疲れた時にぼーっと見る映画ではなく、ぼーっと見ていると繊細なこころを見逃し、何だかあまり面白くない映画だと感じるかもしれません。繊細なこころの動きを逃さないように見るとこの映画の良さが伝わってきます。人が持っている繊細な感情を理解できれば面白い映画だと思います。特に誰のこころにもある傲慢さと善良さを考えるのには問題提起という意味でとても良い映画でした。

フォールガイ

グランドシネマサンシャインで観ていきました。ここの映画館は平日夜でもある程度お客さんがいます。私が以前よく見ていた109シネマズとは全然違います。この映画もそうだ!ブログ書かなきゃと思い、平日夜に池袋でやっている映画だから観に行きました。

正直全く期待しないで観に行きましたが、面白かったです。アクションあり。コメディあり。ロマンスありで盛り沢山。主人公の職業が元スタントマンというのも観てみたいと思った動機です。スタントマンって過酷そうな仕事だけど、どうなんだろうと興味もありました。

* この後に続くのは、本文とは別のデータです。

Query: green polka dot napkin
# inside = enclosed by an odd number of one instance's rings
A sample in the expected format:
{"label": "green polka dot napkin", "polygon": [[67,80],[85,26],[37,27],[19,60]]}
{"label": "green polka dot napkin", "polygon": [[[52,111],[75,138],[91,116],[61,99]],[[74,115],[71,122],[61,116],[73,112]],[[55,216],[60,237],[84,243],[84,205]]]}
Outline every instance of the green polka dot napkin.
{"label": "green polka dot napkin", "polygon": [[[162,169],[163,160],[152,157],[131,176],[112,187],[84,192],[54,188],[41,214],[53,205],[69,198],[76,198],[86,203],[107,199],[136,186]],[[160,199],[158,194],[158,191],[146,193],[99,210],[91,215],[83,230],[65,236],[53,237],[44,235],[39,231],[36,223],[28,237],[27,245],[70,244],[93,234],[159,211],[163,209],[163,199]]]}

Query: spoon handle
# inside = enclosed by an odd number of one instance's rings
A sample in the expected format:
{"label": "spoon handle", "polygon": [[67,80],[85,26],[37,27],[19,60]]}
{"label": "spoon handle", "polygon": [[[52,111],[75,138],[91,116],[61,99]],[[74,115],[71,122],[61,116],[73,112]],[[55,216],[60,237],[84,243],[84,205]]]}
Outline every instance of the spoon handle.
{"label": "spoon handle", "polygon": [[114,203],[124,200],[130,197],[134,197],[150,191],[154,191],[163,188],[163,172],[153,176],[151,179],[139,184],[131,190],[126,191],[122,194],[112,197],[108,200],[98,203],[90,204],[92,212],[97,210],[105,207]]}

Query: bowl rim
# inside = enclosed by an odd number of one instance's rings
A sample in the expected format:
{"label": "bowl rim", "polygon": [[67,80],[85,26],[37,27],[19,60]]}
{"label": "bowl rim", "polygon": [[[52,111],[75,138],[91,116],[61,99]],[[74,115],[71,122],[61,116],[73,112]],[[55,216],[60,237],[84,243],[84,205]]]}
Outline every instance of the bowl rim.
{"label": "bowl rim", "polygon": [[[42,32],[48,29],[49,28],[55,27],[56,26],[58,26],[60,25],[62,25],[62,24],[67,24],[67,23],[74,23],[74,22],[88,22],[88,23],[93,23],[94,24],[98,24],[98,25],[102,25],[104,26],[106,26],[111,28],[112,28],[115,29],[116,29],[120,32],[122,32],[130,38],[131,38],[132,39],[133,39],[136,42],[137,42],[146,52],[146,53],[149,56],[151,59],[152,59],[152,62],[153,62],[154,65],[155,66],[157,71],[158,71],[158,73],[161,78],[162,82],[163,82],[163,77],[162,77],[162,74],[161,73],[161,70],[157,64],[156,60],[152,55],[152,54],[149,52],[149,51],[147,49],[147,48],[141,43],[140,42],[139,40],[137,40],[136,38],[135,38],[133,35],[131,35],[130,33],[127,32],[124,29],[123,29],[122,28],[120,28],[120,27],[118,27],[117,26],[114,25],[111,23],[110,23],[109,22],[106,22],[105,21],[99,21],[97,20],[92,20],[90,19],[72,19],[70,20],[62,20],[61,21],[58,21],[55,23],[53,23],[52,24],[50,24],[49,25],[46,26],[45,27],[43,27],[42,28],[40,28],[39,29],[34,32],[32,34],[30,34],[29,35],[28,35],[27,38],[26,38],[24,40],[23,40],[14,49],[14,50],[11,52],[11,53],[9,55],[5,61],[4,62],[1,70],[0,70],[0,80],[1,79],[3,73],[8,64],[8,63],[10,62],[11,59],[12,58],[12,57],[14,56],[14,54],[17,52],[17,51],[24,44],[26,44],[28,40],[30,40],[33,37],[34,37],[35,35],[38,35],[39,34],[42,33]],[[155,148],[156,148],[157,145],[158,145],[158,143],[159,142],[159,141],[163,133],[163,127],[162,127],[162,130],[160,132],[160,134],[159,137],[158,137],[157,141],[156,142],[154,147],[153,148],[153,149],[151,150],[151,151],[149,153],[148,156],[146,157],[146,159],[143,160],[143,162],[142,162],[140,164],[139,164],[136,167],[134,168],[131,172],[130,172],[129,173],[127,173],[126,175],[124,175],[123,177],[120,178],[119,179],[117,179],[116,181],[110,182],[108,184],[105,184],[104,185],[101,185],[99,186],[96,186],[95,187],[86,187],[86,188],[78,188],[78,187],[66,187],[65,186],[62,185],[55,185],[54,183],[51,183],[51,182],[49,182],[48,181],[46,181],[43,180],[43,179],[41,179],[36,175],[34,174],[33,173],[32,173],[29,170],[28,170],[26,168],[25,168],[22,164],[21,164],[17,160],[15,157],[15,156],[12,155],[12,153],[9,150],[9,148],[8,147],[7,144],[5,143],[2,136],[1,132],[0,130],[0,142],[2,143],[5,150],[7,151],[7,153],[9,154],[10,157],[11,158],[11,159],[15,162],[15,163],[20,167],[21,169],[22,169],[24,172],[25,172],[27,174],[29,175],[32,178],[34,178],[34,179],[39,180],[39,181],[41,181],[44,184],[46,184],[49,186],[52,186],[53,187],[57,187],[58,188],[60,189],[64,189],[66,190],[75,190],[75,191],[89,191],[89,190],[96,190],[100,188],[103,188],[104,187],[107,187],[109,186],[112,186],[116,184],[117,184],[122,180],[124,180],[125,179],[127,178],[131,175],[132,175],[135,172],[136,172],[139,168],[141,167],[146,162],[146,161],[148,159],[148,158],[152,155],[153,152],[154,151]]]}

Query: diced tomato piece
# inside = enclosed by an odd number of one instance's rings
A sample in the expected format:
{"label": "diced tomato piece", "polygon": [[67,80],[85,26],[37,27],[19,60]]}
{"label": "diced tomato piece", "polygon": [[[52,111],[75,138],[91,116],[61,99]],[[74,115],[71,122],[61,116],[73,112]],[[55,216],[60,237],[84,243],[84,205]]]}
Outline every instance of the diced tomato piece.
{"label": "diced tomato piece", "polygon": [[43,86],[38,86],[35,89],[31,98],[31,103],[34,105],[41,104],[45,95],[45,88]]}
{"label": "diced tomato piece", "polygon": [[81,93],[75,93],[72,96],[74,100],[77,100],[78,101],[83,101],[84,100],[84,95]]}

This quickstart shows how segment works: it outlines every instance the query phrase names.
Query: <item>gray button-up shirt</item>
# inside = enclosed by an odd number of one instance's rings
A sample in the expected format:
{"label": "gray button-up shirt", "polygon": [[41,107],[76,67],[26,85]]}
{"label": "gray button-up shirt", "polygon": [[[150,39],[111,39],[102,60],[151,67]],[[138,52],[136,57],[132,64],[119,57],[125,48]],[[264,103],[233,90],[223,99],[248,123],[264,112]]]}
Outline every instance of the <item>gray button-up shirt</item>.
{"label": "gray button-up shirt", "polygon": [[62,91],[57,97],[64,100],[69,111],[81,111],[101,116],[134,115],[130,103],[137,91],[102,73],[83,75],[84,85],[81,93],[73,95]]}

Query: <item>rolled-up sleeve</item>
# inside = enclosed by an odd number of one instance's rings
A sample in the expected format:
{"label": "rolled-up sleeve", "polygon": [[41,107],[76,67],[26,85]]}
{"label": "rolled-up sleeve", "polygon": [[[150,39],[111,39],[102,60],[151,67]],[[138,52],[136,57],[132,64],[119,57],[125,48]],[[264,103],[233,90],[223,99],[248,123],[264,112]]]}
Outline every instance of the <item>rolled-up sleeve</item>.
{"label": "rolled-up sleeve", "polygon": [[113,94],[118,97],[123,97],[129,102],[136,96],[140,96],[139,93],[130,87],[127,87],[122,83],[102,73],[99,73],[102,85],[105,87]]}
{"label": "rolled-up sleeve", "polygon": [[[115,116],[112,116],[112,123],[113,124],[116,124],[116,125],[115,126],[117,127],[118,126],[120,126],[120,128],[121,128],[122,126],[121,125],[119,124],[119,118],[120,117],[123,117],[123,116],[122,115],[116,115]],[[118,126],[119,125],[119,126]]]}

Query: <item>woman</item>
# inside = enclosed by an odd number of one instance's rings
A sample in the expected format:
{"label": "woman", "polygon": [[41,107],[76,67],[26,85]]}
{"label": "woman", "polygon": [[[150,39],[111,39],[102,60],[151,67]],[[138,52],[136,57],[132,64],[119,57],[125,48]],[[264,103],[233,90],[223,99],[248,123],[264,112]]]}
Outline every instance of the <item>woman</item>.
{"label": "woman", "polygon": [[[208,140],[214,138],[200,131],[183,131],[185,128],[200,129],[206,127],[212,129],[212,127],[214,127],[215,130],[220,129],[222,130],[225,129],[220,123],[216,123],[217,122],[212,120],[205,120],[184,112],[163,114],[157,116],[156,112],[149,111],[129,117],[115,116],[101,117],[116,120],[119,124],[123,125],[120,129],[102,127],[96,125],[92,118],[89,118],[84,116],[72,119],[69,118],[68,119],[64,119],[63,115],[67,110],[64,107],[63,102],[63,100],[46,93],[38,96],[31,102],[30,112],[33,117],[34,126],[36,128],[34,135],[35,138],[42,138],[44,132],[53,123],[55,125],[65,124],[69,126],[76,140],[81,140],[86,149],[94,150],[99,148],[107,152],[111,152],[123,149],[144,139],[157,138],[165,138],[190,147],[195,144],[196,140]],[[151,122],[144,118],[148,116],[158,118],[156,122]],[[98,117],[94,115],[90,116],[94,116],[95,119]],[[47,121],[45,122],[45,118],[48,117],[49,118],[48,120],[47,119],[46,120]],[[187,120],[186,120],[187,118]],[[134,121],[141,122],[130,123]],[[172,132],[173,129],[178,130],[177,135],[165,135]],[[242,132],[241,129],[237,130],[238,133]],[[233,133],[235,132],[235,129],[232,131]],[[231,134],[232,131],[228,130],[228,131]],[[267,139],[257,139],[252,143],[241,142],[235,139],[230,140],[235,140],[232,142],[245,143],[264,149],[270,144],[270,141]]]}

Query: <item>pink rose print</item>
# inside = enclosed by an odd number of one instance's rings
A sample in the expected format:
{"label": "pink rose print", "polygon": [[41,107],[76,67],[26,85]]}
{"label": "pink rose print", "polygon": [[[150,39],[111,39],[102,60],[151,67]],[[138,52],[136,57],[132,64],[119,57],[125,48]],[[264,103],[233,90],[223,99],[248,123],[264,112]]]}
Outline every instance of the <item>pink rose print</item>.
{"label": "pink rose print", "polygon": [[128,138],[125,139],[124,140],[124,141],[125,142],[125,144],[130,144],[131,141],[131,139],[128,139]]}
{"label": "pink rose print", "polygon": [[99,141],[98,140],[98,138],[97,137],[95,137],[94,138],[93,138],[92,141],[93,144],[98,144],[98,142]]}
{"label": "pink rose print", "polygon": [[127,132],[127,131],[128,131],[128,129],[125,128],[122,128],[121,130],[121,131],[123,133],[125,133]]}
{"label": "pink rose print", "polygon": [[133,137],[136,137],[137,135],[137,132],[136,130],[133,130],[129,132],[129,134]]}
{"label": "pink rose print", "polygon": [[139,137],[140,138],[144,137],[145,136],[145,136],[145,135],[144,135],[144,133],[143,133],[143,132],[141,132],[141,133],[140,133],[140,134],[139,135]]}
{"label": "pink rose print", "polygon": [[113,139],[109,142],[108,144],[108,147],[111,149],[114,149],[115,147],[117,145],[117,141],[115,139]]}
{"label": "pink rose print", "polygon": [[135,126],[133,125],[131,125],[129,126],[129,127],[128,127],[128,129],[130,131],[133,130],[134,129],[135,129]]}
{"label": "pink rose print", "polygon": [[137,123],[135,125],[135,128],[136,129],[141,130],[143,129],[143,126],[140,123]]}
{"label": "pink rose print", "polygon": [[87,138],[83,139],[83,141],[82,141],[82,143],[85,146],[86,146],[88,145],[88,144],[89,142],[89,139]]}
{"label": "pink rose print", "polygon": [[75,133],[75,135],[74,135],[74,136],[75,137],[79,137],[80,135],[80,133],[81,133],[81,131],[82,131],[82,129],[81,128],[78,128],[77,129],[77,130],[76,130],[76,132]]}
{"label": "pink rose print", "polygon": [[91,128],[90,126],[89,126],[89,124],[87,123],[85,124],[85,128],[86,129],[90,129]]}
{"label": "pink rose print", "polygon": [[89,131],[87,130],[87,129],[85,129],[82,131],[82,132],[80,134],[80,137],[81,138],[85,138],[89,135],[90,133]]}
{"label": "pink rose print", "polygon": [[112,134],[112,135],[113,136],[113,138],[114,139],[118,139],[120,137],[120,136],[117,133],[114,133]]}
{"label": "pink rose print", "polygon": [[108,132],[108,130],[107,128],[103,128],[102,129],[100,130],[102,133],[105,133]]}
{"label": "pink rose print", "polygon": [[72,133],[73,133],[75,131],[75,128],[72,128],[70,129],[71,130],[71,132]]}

スタントマンなのでアクションは特にてんこ盛りです。コメディはもろ笑わせるというより、三谷幸喜氏的なやつです。それからロマンスは、元カノの映画監督を振り向かせるためと単純です。いやぁスカッとしました。面白い映画でした。

めくらやなぎと眠る女

昨日、グランドシネマサンシャインにて観てきました。以前の私は1カ月に2~3本映画を観ていたので、その中から1番良かった映画を感想文として投稿していましたが、今月はこの映画しかみていないため、感想を述べます。村上春樹氏の短編小説6つをアニメ化したもので、声優が豪華ということでその点も楽しみにして行きました。結論から言うと観なければ良かったという感想です。おそらくこれが芸術なのでしょうが、漫画の画質も苦手ながらストーリー的にも感動はしない感じ。

最後の最後の猫のシーンを除き、すべて暗く陰の世界。観て良かったという感想にはなりませんでした。話が暗くても得るものがあれば感動したりするのですが、そういった発展もなく、くらい世界が広がります。映画のジャンルで観て後悔するのがホラーですが、これはホラーではないけど、終止嫌な気持ちのまま話が流れていきます。こんな世界にいたくないとさえ思ってしまいます。多分これが芸術なら私は芸術は分からなくて良いとさえ思ってしまった映画でした。